Date Published: 11 May 2021
Councillors have declared war on fly-tippers throughout North Kesteven.
The number of fly-tipping incidents reported in the District has jumped by two thirds in a year – from 837 in 12 months ending in March 2020 to 1,405 in the same period ending in March this year.
There has been a similar trend across Lincolnshire and so, deciding that enough is enough, the district council and other engaged agencies have formed a county-wide Environmental Crime Partnership which aims to reduce and prevent fly tipping across Lincolnshire through all relevant agencies working together.
Leader of North Kesteven District Council, Cllr Richard Wright said: “This initiative is a real step forward because it means would-be fly-tippers now know that there are no areas anywhere in the county where tackling illegal dumping is not a high priority issue.”
And the Partnership is not just about councils. Other agencies that have signed up include Lincolnshire Police, Humberside Police, the Office of the Crime and Police Commissioner, the Environment Agency, the National Farmers’ Union, the Ministry of Defence, the Internal Drainage Board, the Forestry Commission, the Countryside Land Association and Anglian Water.
“The support the group has received is really good news because it means that fly-tipping is not just a council issue but all sorts of agencies want to help to convince people that this sort of behaviour is just not acceptable,” said Cllr Wright.

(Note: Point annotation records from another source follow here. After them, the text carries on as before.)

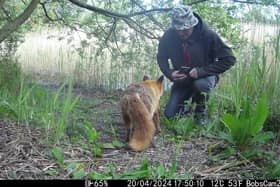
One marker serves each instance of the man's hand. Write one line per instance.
(177, 76)
(193, 73)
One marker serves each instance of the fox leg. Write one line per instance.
(156, 120)
(128, 126)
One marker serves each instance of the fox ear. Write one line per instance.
(146, 77)
(160, 79)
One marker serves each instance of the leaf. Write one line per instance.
(57, 153)
(260, 115)
(108, 146)
(263, 137)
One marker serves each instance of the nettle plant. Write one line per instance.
(245, 128)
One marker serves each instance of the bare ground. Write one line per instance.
(24, 153)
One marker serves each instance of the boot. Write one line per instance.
(200, 116)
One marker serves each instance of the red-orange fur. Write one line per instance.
(140, 110)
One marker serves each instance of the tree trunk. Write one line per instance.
(12, 26)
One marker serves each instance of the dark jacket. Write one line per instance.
(208, 53)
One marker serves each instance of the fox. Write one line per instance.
(140, 112)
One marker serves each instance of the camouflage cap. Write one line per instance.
(183, 17)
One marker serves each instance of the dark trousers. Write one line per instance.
(197, 90)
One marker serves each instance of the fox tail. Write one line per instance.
(143, 126)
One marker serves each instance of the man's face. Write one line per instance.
(185, 34)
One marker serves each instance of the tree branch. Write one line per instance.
(10, 27)
(46, 13)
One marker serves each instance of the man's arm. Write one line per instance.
(224, 59)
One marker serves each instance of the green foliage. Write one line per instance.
(273, 171)
(158, 171)
(76, 170)
(250, 122)
(10, 75)
(58, 154)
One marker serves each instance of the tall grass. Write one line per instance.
(73, 56)
(35, 105)
(255, 75)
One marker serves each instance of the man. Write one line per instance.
(197, 55)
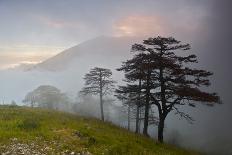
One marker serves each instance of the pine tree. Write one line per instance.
(169, 80)
(98, 82)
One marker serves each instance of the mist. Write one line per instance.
(210, 39)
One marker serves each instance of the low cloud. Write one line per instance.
(58, 23)
(138, 26)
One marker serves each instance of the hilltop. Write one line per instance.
(31, 131)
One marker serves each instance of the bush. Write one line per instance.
(29, 124)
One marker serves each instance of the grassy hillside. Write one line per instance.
(38, 131)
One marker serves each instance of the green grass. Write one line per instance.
(62, 131)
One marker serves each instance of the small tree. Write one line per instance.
(46, 96)
(98, 82)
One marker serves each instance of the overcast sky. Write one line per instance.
(33, 30)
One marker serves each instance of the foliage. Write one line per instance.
(62, 131)
(168, 80)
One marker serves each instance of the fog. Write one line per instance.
(211, 130)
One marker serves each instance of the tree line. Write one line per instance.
(160, 74)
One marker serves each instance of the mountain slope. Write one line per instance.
(100, 50)
(38, 131)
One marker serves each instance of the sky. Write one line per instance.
(32, 31)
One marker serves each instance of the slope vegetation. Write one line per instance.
(37, 131)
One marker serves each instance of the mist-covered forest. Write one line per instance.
(157, 70)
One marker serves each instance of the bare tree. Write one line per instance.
(98, 82)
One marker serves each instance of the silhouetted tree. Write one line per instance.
(139, 78)
(98, 82)
(171, 81)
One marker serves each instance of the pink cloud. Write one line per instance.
(139, 26)
(58, 23)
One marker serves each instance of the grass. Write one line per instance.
(62, 131)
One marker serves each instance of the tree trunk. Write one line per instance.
(161, 129)
(128, 127)
(137, 120)
(101, 101)
(146, 116)
(137, 109)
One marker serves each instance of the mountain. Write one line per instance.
(31, 131)
(100, 51)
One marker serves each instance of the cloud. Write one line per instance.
(138, 25)
(15, 59)
(58, 23)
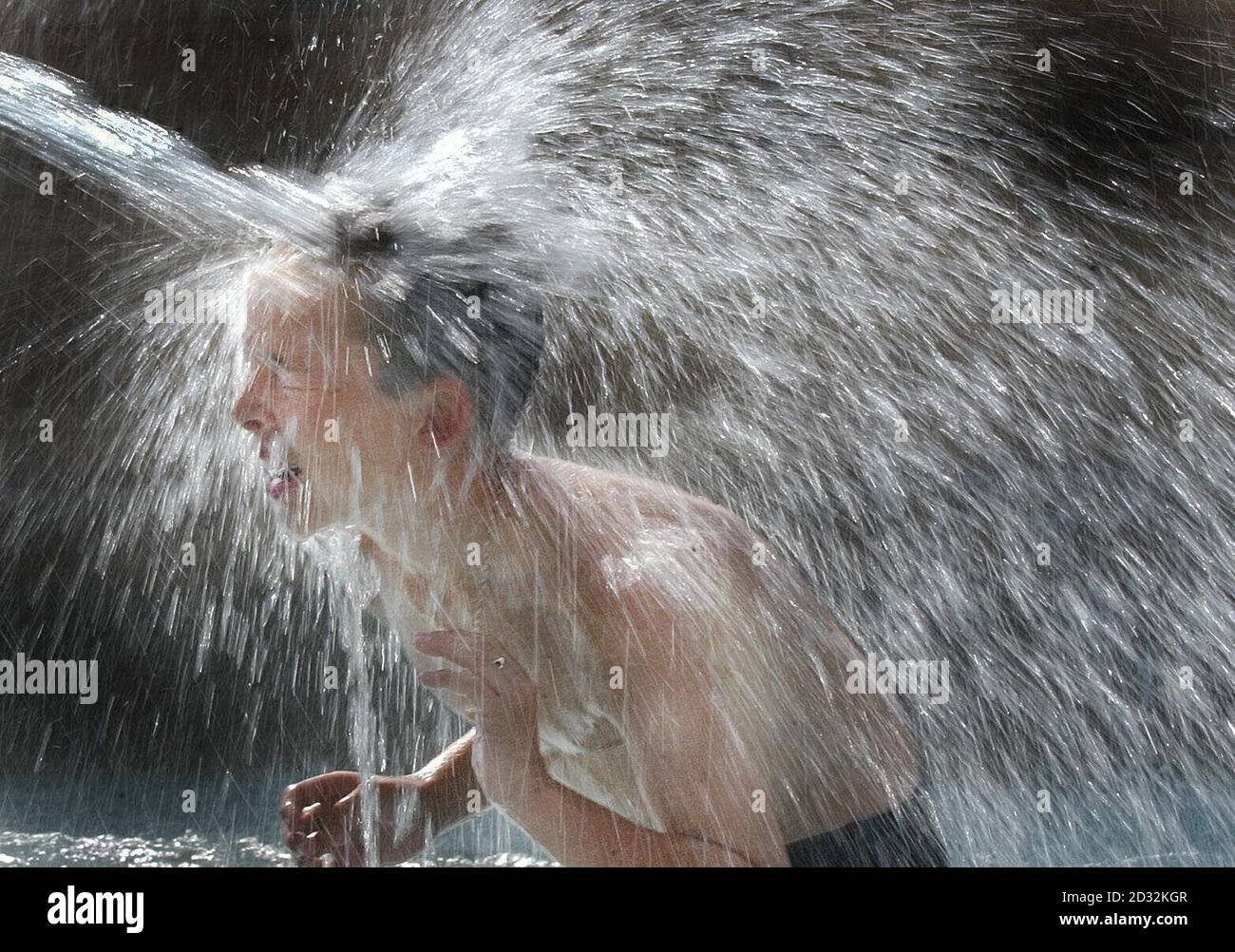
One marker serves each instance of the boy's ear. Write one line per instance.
(449, 416)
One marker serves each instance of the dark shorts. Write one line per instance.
(904, 836)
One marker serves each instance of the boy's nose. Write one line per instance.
(248, 410)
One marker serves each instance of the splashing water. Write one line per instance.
(786, 231)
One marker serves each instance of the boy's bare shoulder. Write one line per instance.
(649, 549)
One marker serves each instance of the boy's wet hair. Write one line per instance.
(425, 325)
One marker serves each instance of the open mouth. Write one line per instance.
(282, 481)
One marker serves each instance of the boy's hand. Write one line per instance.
(324, 825)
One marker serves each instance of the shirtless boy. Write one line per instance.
(647, 683)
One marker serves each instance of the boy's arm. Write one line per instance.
(449, 786)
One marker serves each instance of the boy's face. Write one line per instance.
(330, 439)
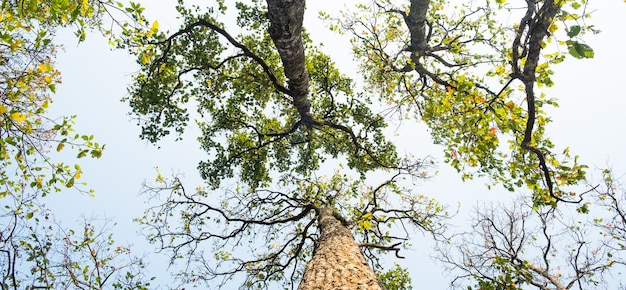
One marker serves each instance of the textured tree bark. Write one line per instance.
(286, 17)
(338, 262)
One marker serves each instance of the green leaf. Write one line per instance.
(579, 50)
(573, 31)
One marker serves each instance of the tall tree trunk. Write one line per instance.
(338, 262)
(286, 17)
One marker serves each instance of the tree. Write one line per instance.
(513, 246)
(35, 251)
(276, 113)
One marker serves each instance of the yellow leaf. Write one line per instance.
(18, 117)
(553, 27)
(153, 29)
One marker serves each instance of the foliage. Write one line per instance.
(512, 246)
(396, 279)
(35, 251)
(456, 66)
(285, 221)
(39, 253)
(275, 113)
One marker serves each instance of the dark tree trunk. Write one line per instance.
(338, 262)
(286, 18)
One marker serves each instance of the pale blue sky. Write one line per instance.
(590, 120)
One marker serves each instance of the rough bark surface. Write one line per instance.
(338, 262)
(286, 17)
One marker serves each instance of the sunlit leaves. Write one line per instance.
(579, 50)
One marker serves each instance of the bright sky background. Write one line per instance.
(590, 120)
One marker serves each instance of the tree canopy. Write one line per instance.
(276, 114)
(304, 184)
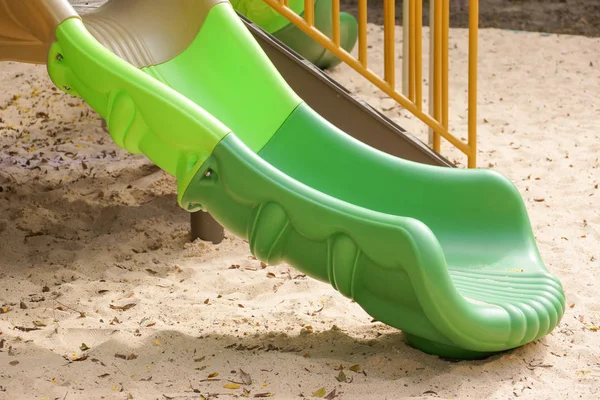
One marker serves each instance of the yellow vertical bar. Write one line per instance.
(362, 32)
(335, 21)
(472, 86)
(419, 54)
(437, 90)
(445, 64)
(389, 25)
(412, 49)
(405, 47)
(309, 12)
(431, 94)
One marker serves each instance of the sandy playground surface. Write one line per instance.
(102, 296)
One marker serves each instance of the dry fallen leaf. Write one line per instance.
(331, 395)
(232, 386)
(341, 377)
(246, 378)
(594, 328)
(123, 308)
(126, 357)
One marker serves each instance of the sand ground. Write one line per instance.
(94, 254)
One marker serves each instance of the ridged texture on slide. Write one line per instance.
(393, 266)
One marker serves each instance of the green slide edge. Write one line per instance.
(369, 256)
(141, 112)
(394, 267)
(263, 15)
(238, 84)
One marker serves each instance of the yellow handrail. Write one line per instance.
(413, 102)
(362, 32)
(309, 12)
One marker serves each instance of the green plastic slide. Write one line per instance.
(274, 23)
(446, 255)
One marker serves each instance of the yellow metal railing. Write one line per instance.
(411, 97)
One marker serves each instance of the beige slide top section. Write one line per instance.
(142, 32)
(27, 28)
(148, 32)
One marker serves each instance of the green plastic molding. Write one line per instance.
(446, 255)
(393, 266)
(141, 112)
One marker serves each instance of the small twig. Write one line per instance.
(119, 369)
(81, 313)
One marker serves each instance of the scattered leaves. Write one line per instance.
(246, 378)
(26, 329)
(123, 308)
(82, 357)
(232, 386)
(126, 357)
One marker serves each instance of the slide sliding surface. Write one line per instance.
(445, 254)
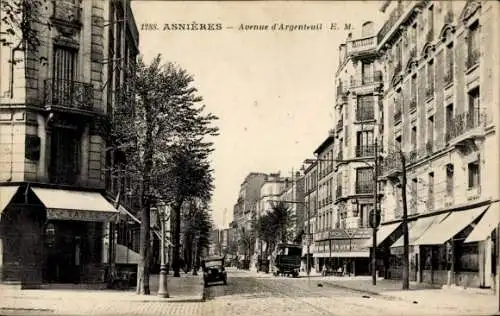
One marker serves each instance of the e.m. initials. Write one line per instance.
(334, 26)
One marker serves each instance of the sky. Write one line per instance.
(273, 91)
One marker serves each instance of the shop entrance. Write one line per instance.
(63, 245)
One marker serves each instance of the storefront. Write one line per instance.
(52, 235)
(342, 250)
(438, 253)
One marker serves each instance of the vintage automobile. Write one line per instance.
(213, 270)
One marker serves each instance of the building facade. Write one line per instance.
(358, 111)
(53, 131)
(441, 112)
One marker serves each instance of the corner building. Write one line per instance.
(53, 131)
(441, 107)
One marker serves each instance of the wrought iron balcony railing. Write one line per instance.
(66, 11)
(340, 125)
(364, 187)
(472, 58)
(365, 112)
(338, 192)
(69, 94)
(464, 122)
(362, 44)
(375, 78)
(429, 92)
(397, 117)
(413, 103)
(448, 18)
(429, 147)
(365, 150)
(448, 77)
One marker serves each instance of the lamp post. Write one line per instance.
(163, 289)
(375, 213)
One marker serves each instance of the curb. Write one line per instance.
(370, 292)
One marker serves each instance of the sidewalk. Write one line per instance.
(467, 301)
(187, 288)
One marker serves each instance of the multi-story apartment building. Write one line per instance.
(358, 115)
(441, 111)
(53, 118)
(310, 212)
(293, 197)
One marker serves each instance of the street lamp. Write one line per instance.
(163, 289)
(374, 214)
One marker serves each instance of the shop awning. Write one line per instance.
(418, 228)
(125, 255)
(383, 232)
(443, 231)
(76, 205)
(486, 225)
(6, 195)
(345, 254)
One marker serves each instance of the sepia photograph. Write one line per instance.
(270, 158)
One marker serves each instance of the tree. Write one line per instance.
(159, 129)
(198, 223)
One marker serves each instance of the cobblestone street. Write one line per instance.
(247, 293)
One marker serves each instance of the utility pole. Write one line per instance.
(406, 265)
(375, 220)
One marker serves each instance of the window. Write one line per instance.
(398, 142)
(364, 181)
(413, 98)
(414, 194)
(364, 212)
(65, 156)
(430, 134)
(430, 79)
(430, 197)
(364, 144)
(365, 108)
(473, 45)
(414, 138)
(367, 72)
(474, 180)
(449, 179)
(449, 64)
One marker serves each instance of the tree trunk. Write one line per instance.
(143, 266)
(176, 230)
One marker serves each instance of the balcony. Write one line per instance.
(66, 12)
(429, 147)
(466, 126)
(391, 165)
(429, 92)
(448, 77)
(339, 126)
(365, 151)
(365, 113)
(364, 187)
(413, 103)
(472, 58)
(397, 117)
(338, 192)
(375, 78)
(362, 45)
(429, 37)
(69, 94)
(448, 18)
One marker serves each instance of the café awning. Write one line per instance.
(344, 254)
(76, 205)
(383, 233)
(6, 195)
(445, 230)
(486, 225)
(418, 228)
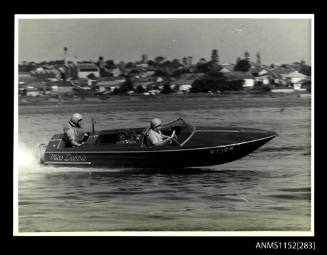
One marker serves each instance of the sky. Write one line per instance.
(279, 41)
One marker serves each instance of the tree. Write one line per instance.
(151, 63)
(305, 69)
(159, 59)
(243, 66)
(110, 64)
(140, 89)
(247, 56)
(214, 57)
(91, 76)
(258, 59)
(166, 89)
(126, 86)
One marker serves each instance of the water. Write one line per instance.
(268, 190)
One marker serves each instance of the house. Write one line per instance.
(184, 81)
(247, 78)
(85, 69)
(225, 70)
(295, 77)
(263, 79)
(109, 83)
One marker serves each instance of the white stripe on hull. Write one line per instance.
(158, 151)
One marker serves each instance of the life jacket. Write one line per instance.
(145, 140)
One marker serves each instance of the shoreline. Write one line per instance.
(163, 103)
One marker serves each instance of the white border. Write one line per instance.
(158, 233)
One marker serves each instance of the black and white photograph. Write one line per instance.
(163, 125)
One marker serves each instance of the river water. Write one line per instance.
(268, 190)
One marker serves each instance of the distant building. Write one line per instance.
(294, 77)
(247, 78)
(109, 84)
(85, 69)
(144, 58)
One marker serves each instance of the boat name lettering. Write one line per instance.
(68, 157)
(221, 150)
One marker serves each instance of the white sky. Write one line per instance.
(277, 40)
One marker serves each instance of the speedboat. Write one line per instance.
(192, 146)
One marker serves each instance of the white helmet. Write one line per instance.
(76, 118)
(156, 122)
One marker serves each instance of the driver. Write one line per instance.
(155, 137)
(74, 134)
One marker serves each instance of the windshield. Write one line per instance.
(182, 129)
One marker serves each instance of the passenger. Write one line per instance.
(74, 134)
(156, 138)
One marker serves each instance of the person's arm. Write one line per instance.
(72, 139)
(164, 142)
(74, 143)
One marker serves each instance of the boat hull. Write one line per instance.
(172, 158)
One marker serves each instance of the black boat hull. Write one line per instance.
(178, 158)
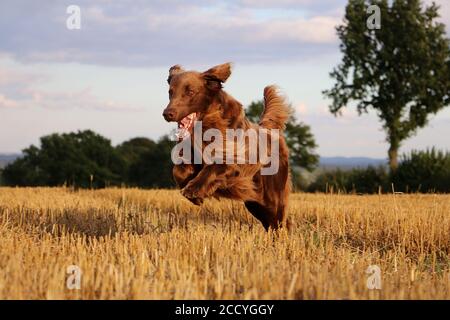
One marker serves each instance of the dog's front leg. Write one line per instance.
(206, 182)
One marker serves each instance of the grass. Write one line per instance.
(135, 244)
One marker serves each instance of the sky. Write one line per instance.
(110, 75)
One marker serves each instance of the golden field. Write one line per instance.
(136, 244)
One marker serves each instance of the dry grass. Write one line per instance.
(133, 244)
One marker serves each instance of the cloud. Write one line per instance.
(155, 33)
(21, 90)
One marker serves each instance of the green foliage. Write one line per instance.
(298, 137)
(402, 70)
(358, 180)
(149, 164)
(423, 171)
(67, 159)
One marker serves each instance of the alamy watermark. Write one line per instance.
(73, 22)
(74, 279)
(374, 279)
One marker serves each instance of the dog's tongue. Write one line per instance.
(186, 121)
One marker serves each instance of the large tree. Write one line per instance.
(298, 136)
(401, 70)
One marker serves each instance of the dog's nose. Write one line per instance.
(169, 115)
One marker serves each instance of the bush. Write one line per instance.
(424, 171)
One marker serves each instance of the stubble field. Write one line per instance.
(136, 244)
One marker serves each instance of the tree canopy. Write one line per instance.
(401, 70)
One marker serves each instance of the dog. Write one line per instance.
(199, 96)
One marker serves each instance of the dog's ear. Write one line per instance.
(217, 75)
(173, 71)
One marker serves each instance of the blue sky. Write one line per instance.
(110, 76)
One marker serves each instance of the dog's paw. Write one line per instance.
(190, 194)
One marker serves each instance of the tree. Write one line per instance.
(298, 136)
(148, 164)
(402, 70)
(83, 159)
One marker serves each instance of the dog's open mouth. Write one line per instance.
(185, 125)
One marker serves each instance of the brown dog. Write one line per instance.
(199, 96)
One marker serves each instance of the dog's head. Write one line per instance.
(190, 92)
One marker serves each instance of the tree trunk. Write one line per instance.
(393, 157)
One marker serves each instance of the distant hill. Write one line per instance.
(7, 158)
(349, 162)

The Environmental Crime Partnership is chaired by Ayeisha Kirkham, Environmental Protection Team Manager at North Kesteven District Council.
She said: “Some people are guilty of fly tipping by association because they do not take enough care when choosing someone to deal with their waste. There are lots of rogue traders who often canvas for business door to door or on social media and ask for payment in cash before fly-tipping the waste.
“We would urge everyone to check out that someone offering to deal with their waste is genuine and not to pay in cash. Failure to do so will be expensive because if waste can be tracked back to the original owner they will be deemed responsible for it and face a prosecution or a fixed penalty fine of £400 with no discount for early payment and no opportunity to pay by instalments,” said Mrs Kirkham.
Other common forms of fly-tipping include mattresses, televisions and fridges being dumped on street corners, green waste tipped on common land and lay-by bins being used for household or commercial waste by anyone passing by in a vehicle.
Cllr Wright said: “The Council is fully committed to dealing with fly-tipping but we need help. I would urge anyone who sees anything suspicious when they are out and about to let us know about it as soon as possible and pass on registration numbers of any vehicles that could be involved.”